Boost logo

Boost :

Subject: Re: [boost] Interest in a GPU computing library
From: Mathias Gaunard (mathias.gaunard_at_[hidden])
Date: 2012-09-18 14:00:58


On 09/18/2012 06:28 PM, Kyle Lutz wrote:

> *** Why not target CUDA and/or support multiple back-ends? ***
>
> CUDA and OpenCL are two very different technologies. OpenCL works by
> compiling C99 code at run-time to generate kernel objects which can
> then be executed on the GPU. CUDA, on the other hand, works by
> compiling its kernels using a special compiler (nvcc) which then
> produces binaries which can executed on the GPU.

The company I work at has technology to generate both CUDA (at
compile-time) and OpenCL (at runtime) kernels from expression templates.

At the moment we have support for element-wise, global and partial
reduction across all dimensions as well as partial scanning across all
dimensions. Element-wise function combinations can be merged into a
single reduction and scanning kernel.

Everything is automatically streamed and retrieved as needed and data is
cached on the device when possible, with a runtime deciding the right
amount of memory and computing resources to allocate for each
computation depending on the device capabilities.

Therefore, I do not think both CUDA and OpenCL is an impossible problem.
People want CUDA for a simple reason: CUDA is still faster than
equivalent OpenCL on NVIDIA hardware.

I think however that automatic kernel generation is a whole problem of
its own, and should be clearly separated from the distribution and
memory handling logic.

> This is the reason why I wrote the Boost.Compute lambda library.
> Basically it takes C++ lambda expressions (e.g. _1 * sqrt(_1) + 4) and
> transforms them into C99 source code fragments (e.g. “input[i] *
> sqrt(input[i]) + 4)”) which are then passed to the Boost.Compute
> STL-style algorithms for execution.

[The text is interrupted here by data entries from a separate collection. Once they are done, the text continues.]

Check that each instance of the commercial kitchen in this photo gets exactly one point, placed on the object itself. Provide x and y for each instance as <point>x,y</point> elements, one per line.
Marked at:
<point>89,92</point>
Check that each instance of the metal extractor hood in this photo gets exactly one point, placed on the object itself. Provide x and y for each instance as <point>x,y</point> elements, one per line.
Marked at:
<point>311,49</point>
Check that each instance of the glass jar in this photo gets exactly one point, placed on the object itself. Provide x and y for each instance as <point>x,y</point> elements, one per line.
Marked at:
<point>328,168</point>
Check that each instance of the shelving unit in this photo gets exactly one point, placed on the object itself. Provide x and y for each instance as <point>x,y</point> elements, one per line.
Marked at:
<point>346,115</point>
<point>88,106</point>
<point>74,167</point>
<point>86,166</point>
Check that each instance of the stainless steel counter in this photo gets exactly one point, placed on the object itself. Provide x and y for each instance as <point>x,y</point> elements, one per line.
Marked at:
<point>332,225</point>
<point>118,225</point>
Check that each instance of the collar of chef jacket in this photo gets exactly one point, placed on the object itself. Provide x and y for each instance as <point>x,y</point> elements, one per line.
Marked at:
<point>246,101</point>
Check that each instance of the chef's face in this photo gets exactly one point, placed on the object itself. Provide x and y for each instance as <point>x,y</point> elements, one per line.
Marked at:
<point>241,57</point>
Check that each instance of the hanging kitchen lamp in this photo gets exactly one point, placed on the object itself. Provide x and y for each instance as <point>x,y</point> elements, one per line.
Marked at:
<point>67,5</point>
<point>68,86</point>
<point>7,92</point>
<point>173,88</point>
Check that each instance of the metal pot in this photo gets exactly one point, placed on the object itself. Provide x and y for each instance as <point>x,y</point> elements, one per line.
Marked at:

While not perfect, it allows the
> user to write code closer to C++ that still can be executed through
> OpenCL.

 From your description, it looks like you've reinvented the wheel there,
causing needless limitations and interoperability problems for users.

It could have just been done by serializing arbitrary Proto transforms
to C99, with extension points for custom tags.

With CUDA, you'd actually have hit the problem that the Proto functions
are not marked __device__, but with OpenCL it doesn't matter.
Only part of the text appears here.